Expense CategoryVariability DriverTypical Range
Utilities (electric, gas, water)Direct function of occupancy60–80% variable
Janitorial servicesPer-occupied-floor contracts90–100% variable
Trash removalVolume-based80–90% variable
HVAC maintenance (occupied floors)Usage-driven50–70% variable

Management fees present the trickiest case. A 4% management fee on a building with $2M in gross revenues doesn't linearly scale with occupancy. Bill Brownfield's Escalation Handbook for Office Buildings (3rd ed.) recommends applying gross-up only to the portion of the management fee directly tied to tenant services — typically 40–60%.

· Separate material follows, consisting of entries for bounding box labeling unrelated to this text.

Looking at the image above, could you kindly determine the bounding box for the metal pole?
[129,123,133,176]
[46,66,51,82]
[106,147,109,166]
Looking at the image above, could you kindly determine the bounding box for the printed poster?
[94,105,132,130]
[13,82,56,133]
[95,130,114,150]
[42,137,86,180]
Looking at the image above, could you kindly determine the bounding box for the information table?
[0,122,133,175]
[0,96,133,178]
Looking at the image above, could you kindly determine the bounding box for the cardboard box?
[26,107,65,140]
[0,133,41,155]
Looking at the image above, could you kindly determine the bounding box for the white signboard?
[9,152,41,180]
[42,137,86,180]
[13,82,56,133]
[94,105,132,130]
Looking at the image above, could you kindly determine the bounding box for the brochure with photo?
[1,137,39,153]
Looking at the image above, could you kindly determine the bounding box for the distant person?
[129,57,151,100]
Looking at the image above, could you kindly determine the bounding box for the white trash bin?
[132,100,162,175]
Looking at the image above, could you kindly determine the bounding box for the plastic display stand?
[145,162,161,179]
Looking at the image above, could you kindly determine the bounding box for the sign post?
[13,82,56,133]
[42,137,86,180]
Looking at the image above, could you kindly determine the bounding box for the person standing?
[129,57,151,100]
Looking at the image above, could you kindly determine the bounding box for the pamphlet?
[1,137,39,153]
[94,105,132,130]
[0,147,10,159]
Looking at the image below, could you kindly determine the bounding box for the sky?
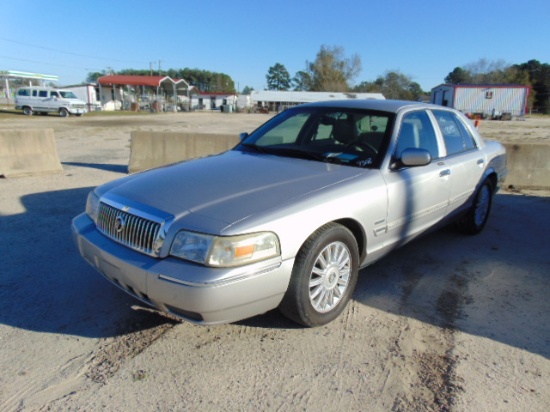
[0,0,550,91]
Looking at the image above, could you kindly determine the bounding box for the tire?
[279,223,359,327]
[457,179,493,235]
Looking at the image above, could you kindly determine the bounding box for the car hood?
[98,151,372,231]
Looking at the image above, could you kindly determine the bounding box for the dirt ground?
[0,112,550,411]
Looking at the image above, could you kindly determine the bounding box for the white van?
[15,86,88,117]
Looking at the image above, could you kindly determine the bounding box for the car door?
[432,110,486,214]
[384,110,450,246]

4. Step-by-Step: Correct Gross-Up Calculation for a Partially Occupied Harris County Building

Scenario: 85,000 RSF Galleria-area office. Current occupancy: 68%. Lease gross-up threshold: 95%.

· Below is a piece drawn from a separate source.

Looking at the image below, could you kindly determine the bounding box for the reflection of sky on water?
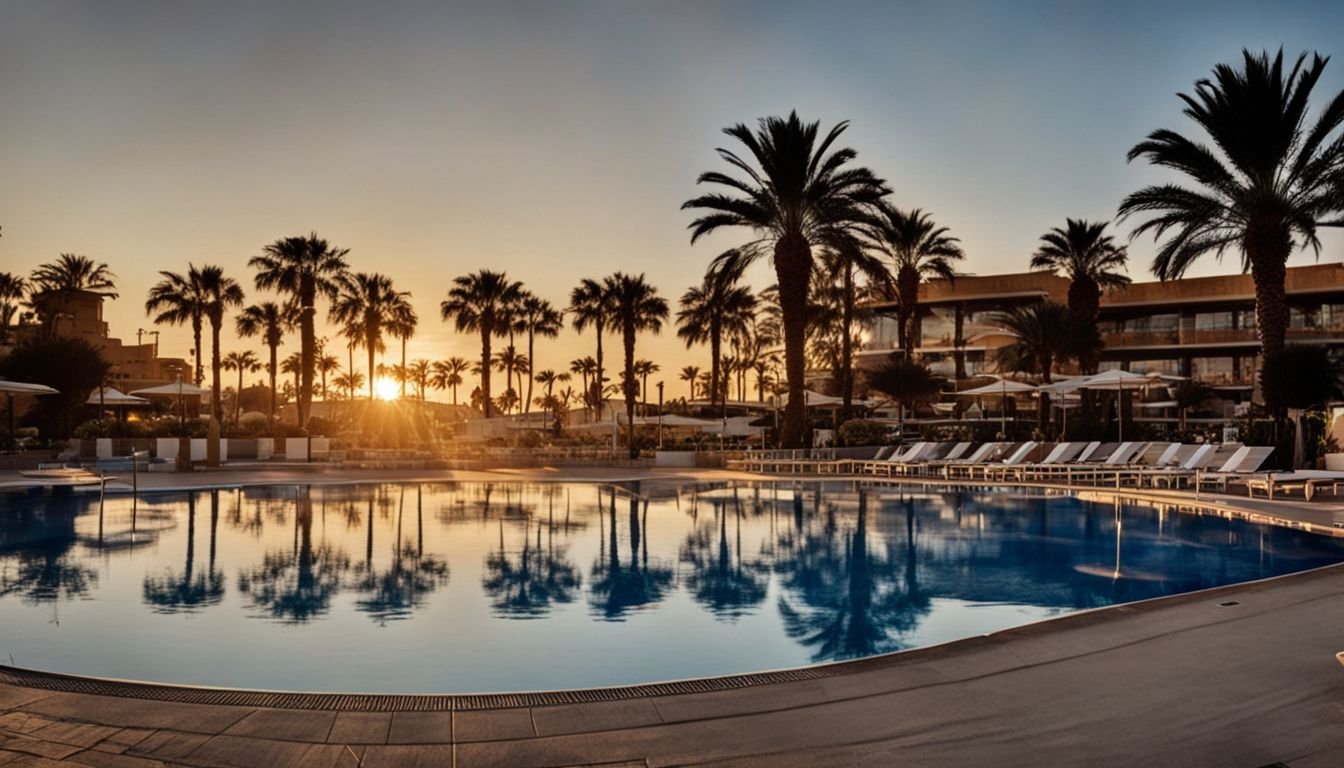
[0,482,1344,691]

  1. Pull the full operating expense register. Get every line item coded and categorized before calculating anything.
  2. Bifurcate the expense pool.
    Fixed expenses total:        $412,000
    Variable expenses total:     $538,000
    Semi-variable (mgmt fees):    $84,000
    ─────────────────────────────────────
    Total operating expenses:  $1,034,000
  3. Calculate the gross-up multiplier.
    Multiplier = 95% ÷ 68% = 1.3971
  4. Apply multiplier only to variable expenses.
    $538,000 × 1.3971 = $751,640
  5. Apply partial multiplier to semi-variable.
    Variable portion (50%): $42,000 × 1.3971 = $58,678
    Fixed portion (50%):   $42,000 × 1.0000 = $42,000
    Subtotal:                                  $100,678
  6. Add fixed expenses at actual cost.
    $751,640 + $100,678 + $412,000 = $1,264,318
  7. Apply HCAD adjustments to fixed bucket only, after gross-up.
    HCAD credit: ($31,400)
    Adjusted fixed: $412,000 − $31,400 = $380,600
    Final pool: $751,640 + $100,678 + $380,600 = $1,232,918
  8. Calculate tenant pro-rata share.
    Tenant: 12,500 SF ÷ 85,000 SF = 14.71%
    Tenant CAM: $1,232,918 × 14.71% = $181,362

Frequently Asked Questions

Does the gross-up clause apply to all Houston commercial leases?
No. Gross-up provisions must be explicitly written into the lease. Most Class A office leases in Houston executed after 2015 include them, but older leases—common in Greenspoint and the Northwest Freeway corridor—often do not. If your lease does not include a gross-up provision, you cannot apply one unilaterally. Review the "Operating Expenses" and "Additional Rent" definitions in your lease before any calculation.
Can landlords include HCAD tax protest attorney fees in the CAM pool?
Under Medic Pharmacy, LLC v. AVK Properties, LLC (2022), no—unless the lease specifically permits recovery of tax protest costs. Standard leases allow property taxes to pass through, but legal and consulting fees to contest those taxes are generally considered landlord expenses. Check your lease's definition of "Operating Expenses" for language like "costs of contesting assessments" before including these.
How do we handle a mid-year HCAD supplemental assessment?
If HCAD issues a supplemental tax bill mid-year (common when property ownership transfers or improvements are completed), add it to the fixed expense bucket in the period it is incurred. If the reconciliation has already been sent, issue an amended statement. Do not gross it up—it is a fixed expense regardless of timing.
What occupancy percentage should we use: leased or occupied?
Most Houston leases specify "leased and occupied" or just "leased." If your lease is silent, BOMA and Texas courts generally apply the "leased" percentage—meaning tenants who have signed leases but have not yet taken occupancy count toward the occupancy figure. This distinction matters significantly during high-sublease periods like the current Energy Corridor market.
We received an HCAD refund for a closed reconciliation year. Do we owe tenants money?
Almost certainly yes, if the lease defines operating expenses on an actual-cost basis and includes reconciliation provisions. Issue amended CAM statements for the affected year crediting the refund on a pro-rata basis. The refund applies only to the fixed expense (tax) line; do not adjust the grossed-up variable expense calculation for that year.